Albany State University
Located on the banks of the Flint River in southwest Georgia, Albany State University was established in 1903 as the Albany Bible and Manual Training Institute. Its mission, supported by private and religious organizations, was to train black youths. Like most other HBCUs, it broadened academic outreach and sources of funding to advance.
In 1917, the school became a state-supported, two-year Georgia Normal and Agricultural College. In 1943 it became a four-year institution renamed Albany State College. As a result of its growth, broader academic offerings, and advances, the college was renamed Albany State University in 1996.
Today, it is a regional institution spanning both sides of U.S. Route 82 to offer undergraduate and graduate liberal arts and professional degree programs. Having grown to 204 acres, substantial campus construction and renovation have enabled the campus to recover from the disastrous flood in 1994.
The James Pendergrast Memorial Library features an impressive schedule of hours of operation to meet its equally diverse range of student needs.
There are over 3,100 students, with a 60/40 ratio of younger-to-older student profiles. About 40% of students live on campus. Albany State University offers seven undergraduate programs including:
Qualified candidates can also earn a dual degree in engineering with the Georgia Institute of Technology in Atlanta. The university offers master’s programs in business administration, criminal justice, education, public administration, and nursing.
Albany is noted as a relatively progressive city of 100,000. And as a community-conscious institution, ASU provides outreach initiatives through student service-learning programs.
Notable resources on the campus include the Center For The African American Male, Community Development Corporation, Institutional Research, Planning and Outreach, Mathematics & Computer Science, Natural Sciences, and the Ron Brown International Trade Center.
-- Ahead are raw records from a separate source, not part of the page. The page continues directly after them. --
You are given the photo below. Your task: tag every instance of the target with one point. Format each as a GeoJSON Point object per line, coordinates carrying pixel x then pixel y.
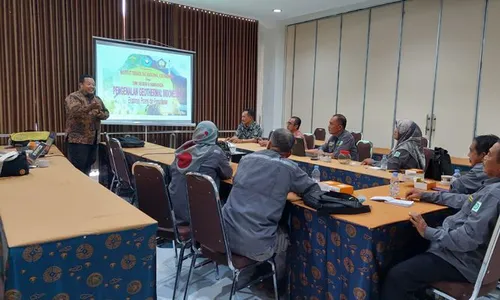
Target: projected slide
{"type": "Point", "coordinates": [143, 84]}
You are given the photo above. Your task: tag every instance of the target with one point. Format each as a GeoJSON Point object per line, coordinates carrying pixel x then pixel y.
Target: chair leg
{"type": "Point", "coordinates": [193, 262]}
{"type": "Point", "coordinates": [113, 182]}
{"type": "Point", "coordinates": [236, 275]}
{"type": "Point", "coordinates": [179, 268]}
{"type": "Point", "coordinates": [118, 188]}
{"type": "Point", "coordinates": [175, 249]}
{"type": "Point", "coordinates": [217, 274]}
{"type": "Point", "coordinates": [275, 278]}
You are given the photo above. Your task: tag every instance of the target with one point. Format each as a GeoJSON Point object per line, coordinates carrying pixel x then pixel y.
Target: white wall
{"type": "Point", "coordinates": [271, 66]}
{"type": "Point", "coordinates": [407, 69]}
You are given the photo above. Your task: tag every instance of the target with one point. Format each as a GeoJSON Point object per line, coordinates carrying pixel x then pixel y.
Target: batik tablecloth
{"type": "Point", "coordinates": [335, 259]}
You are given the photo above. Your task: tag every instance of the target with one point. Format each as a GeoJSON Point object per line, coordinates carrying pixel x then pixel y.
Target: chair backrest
{"type": "Point", "coordinates": [152, 193]}
{"type": "Point", "coordinates": [428, 155]}
{"type": "Point", "coordinates": [320, 134]}
{"type": "Point", "coordinates": [490, 268]}
{"type": "Point", "coordinates": [425, 142]}
{"type": "Point", "coordinates": [365, 149]}
{"type": "Point", "coordinates": [357, 136]}
{"type": "Point", "coordinates": [108, 152]}
{"type": "Point", "coordinates": [120, 162]}
{"type": "Point", "coordinates": [309, 139]}
{"type": "Point", "coordinates": [205, 209]}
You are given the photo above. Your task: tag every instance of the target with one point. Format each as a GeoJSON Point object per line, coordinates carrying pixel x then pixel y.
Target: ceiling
{"type": "Point", "coordinates": [262, 10]}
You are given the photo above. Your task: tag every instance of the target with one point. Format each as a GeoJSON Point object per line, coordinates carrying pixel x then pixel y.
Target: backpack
{"type": "Point", "coordinates": [439, 164]}
{"type": "Point", "coordinates": [327, 203]}
{"type": "Point", "coordinates": [130, 142]}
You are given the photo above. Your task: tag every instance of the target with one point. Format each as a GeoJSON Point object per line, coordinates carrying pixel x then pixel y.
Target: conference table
{"type": "Point", "coordinates": [64, 236]}
{"type": "Point", "coordinates": [461, 163]}
{"type": "Point", "coordinates": [361, 177]}
{"type": "Point", "coordinates": [339, 256]}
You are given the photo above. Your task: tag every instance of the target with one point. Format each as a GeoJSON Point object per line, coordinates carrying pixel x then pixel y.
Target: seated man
{"type": "Point", "coordinates": [473, 180]}
{"type": "Point", "coordinates": [248, 131]}
{"type": "Point", "coordinates": [202, 155]}
{"type": "Point", "coordinates": [457, 248]}
{"type": "Point", "coordinates": [258, 197]}
{"type": "Point", "coordinates": [293, 125]}
{"type": "Point", "coordinates": [340, 140]}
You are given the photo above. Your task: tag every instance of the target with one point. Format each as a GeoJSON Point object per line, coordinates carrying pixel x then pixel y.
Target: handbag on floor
{"type": "Point", "coordinates": [14, 164]}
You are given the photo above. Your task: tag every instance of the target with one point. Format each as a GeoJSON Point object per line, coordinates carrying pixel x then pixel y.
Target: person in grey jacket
{"type": "Point", "coordinates": [258, 197]}
{"type": "Point", "coordinates": [458, 247]}
{"type": "Point", "coordinates": [340, 140]}
{"type": "Point", "coordinates": [470, 182]}
{"type": "Point", "coordinates": [202, 155]}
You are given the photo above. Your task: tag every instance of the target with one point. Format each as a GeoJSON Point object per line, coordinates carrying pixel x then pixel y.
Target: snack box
{"type": "Point", "coordinates": [340, 187]}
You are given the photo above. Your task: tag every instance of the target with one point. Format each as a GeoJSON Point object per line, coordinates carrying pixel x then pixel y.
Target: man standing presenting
{"type": "Point", "coordinates": [248, 131]}
{"type": "Point", "coordinates": [84, 112]}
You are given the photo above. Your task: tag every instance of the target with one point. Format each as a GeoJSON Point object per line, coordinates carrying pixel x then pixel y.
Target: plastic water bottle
{"type": "Point", "coordinates": [316, 174]}
{"type": "Point", "coordinates": [456, 175]}
{"type": "Point", "coordinates": [394, 185]}
{"type": "Point", "coordinates": [383, 163]}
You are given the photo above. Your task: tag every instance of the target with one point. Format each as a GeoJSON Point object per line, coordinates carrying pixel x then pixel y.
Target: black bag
{"type": "Point", "coordinates": [14, 165]}
{"type": "Point", "coordinates": [327, 203]}
{"type": "Point", "coordinates": [130, 142]}
{"type": "Point", "coordinates": [439, 164]}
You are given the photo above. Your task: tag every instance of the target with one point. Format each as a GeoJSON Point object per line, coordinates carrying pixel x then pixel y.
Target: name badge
{"type": "Point", "coordinates": [476, 207]}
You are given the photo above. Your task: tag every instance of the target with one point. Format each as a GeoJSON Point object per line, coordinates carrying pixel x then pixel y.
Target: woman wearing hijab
{"type": "Point", "coordinates": [201, 155]}
{"type": "Point", "coordinates": [408, 152]}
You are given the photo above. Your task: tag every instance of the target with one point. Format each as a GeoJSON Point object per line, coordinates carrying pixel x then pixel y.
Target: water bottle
{"type": "Point", "coordinates": [394, 185]}
{"type": "Point", "coordinates": [383, 163]}
{"type": "Point", "coordinates": [316, 174]}
{"type": "Point", "coordinates": [456, 175]}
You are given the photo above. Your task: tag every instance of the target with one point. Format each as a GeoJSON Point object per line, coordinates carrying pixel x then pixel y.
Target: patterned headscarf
{"type": "Point", "coordinates": [188, 156]}
{"type": "Point", "coordinates": [410, 139]}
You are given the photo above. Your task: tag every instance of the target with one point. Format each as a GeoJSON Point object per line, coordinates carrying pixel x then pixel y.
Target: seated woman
{"type": "Point", "coordinates": [473, 180]}
{"type": "Point", "coordinates": [202, 155]}
{"type": "Point", "coordinates": [408, 152]}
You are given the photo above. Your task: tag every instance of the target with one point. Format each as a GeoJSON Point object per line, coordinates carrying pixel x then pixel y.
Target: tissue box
{"type": "Point", "coordinates": [340, 187]}
{"type": "Point", "coordinates": [425, 185]}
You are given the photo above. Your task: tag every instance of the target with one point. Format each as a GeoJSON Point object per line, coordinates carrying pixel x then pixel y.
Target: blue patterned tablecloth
{"type": "Point", "coordinates": [119, 265]}
{"type": "Point", "coordinates": [335, 259]}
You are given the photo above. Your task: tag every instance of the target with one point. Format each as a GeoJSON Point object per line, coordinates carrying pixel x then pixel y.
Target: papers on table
{"type": "Point", "coordinates": [390, 200]}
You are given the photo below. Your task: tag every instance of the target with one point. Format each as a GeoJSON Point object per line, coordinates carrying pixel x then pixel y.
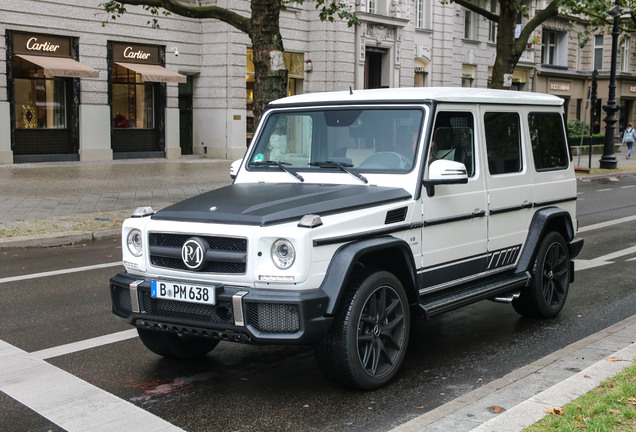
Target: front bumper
{"type": "Point", "coordinates": [239, 315]}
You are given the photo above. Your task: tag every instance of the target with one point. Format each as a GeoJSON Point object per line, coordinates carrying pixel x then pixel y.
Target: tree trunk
{"type": "Point", "coordinates": [269, 60]}
{"type": "Point", "coordinates": [508, 52]}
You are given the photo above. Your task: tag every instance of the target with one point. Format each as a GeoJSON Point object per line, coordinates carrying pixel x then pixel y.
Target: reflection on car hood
{"type": "Point", "coordinates": [266, 204]}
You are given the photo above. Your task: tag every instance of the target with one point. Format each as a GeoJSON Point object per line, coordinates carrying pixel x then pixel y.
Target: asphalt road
{"type": "Point", "coordinates": [248, 388]}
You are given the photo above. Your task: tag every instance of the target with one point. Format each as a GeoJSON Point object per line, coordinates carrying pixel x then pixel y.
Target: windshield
{"type": "Point", "coordinates": [361, 139]}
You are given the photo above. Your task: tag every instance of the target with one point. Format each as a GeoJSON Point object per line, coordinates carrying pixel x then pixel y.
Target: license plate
{"type": "Point", "coordinates": [183, 292]}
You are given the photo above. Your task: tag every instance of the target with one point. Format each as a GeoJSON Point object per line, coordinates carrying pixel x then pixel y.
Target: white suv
{"type": "Point", "coordinates": [353, 212]}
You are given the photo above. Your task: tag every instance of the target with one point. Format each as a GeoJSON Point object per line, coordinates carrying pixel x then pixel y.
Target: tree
{"type": "Point", "coordinates": [262, 27]}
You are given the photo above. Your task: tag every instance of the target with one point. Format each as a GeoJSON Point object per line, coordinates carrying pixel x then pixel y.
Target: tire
{"type": "Point", "coordinates": [171, 345]}
{"type": "Point", "coordinates": [546, 295]}
{"type": "Point", "coordinates": [367, 341]}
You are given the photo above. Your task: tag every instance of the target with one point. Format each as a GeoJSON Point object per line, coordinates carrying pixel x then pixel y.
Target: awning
{"type": "Point", "coordinates": [61, 66]}
{"type": "Point", "coordinates": [154, 72]}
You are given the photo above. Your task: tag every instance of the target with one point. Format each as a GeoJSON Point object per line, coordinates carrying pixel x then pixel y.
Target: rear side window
{"type": "Point", "coordinates": [503, 142]}
{"type": "Point", "coordinates": [549, 146]}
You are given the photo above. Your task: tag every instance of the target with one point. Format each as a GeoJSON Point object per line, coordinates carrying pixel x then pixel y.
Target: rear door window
{"type": "Point", "coordinates": [503, 142]}
{"type": "Point", "coordinates": [549, 146]}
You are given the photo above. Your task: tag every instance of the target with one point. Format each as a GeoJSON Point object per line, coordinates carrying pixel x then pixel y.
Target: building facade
{"type": "Point", "coordinates": [73, 88]}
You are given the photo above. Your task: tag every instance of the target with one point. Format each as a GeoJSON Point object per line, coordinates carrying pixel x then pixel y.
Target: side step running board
{"type": "Point", "coordinates": [445, 300]}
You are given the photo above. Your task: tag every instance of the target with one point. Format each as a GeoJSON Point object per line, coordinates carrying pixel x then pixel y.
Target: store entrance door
{"type": "Point", "coordinates": [185, 116]}
{"type": "Point", "coordinates": [373, 69]}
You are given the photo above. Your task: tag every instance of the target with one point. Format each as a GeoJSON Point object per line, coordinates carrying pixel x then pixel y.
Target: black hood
{"type": "Point", "coordinates": [266, 203]}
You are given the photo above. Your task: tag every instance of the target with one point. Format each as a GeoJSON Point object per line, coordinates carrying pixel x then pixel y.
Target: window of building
{"type": "Point", "coordinates": [469, 25]}
{"type": "Point", "coordinates": [503, 142]}
{"type": "Point", "coordinates": [549, 146]}
{"type": "Point", "coordinates": [422, 14]}
{"type": "Point", "coordinates": [421, 72]}
{"type": "Point", "coordinates": [554, 48]}
{"type": "Point", "coordinates": [624, 67]}
{"type": "Point", "coordinates": [598, 52]}
{"type": "Point", "coordinates": [40, 100]}
{"type": "Point", "coordinates": [133, 100]}
{"type": "Point", "coordinates": [492, 26]}
{"type": "Point", "coordinates": [468, 75]}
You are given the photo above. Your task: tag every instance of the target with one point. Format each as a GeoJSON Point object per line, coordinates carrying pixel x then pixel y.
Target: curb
{"type": "Point", "coordinates": [57, 239]}
{"type": "Point", "coordinates": [570, 386]}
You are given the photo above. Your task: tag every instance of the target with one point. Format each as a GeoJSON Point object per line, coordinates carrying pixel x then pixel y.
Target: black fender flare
{"type": "Point", "coordinates": [545, 220]}
{"type": "Point", "coordinates": [343, 262]}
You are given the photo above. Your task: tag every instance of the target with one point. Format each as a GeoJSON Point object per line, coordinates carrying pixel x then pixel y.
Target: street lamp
{"type": "Point", "coordinates": [608, 160]}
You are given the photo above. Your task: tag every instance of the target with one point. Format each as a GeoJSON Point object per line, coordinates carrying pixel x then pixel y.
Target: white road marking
{"type": "Point", "coordinates": [66, 400]}
{"type": "Point", "coordinates": [84, 345]}
{"type": "Point", "coordinates": [58, 272]}
{"type": "Point", "coordinates": [606, 224]}
{"type": "Point", "coordinates": [603, 260]}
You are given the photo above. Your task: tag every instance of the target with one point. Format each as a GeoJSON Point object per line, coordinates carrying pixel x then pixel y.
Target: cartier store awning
{"type": "Point", "coordinates": [61, 66]}
{"type": "Point", "coordinates": [154, 73]}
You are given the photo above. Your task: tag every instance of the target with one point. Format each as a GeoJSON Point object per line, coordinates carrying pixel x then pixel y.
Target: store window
{"type": "Point", "coordinates": [133, 100]}
{"type": "Point", "coordinates": [40, 101]}
{"type": "Point", "coordinates": [137, 91]}
{"type": "Point", "coordinates": [43, 90]}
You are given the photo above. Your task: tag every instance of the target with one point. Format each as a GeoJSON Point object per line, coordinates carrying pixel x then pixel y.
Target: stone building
{"type": "Point", "coordinates": [72, 88]}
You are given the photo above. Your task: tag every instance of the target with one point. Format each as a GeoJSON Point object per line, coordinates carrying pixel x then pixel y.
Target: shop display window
{"type": "Point", "coordinates": [133, 100]}
{"type": "Point", "coordinates": [40, 101]}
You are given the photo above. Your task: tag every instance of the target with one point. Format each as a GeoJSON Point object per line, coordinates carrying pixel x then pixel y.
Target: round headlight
{"type": "Point", "coordinates": [283, 254]}
{"type": "Point", "coordinates": [135, 242]}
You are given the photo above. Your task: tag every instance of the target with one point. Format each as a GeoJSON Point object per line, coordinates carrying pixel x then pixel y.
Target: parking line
{"type": "Point", "coordinates": [66, 400]}
{"type": "Point", "coordinates": [84, 344]}
{"type": "Point", "coordinates": [58, 272]}
{"type": "Point", "coordinates": [606, 224]}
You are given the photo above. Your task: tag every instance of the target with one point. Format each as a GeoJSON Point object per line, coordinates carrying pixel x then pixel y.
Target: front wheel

An NCAA Division II school, Albany State’s Golden Ram’s sports include men’s football, basketball, baseball, track & field, cross-country, and women’s sports in basketball, volleyball, cross-country, and track & field. Its prime competitors are schools like Morehouse, Spelman, Tuskegee, and Fort Valley State. Student affairs are anchored by the J.C. Reese Student Union Building.
For the social and academic needs of the student body, a diverse range of social options exist via marching bands, choirs, religious groups, the ROTC, honor societies, sororities and fraternities, other clubs and Organizations, Peer Advisors, and the Student Government Association.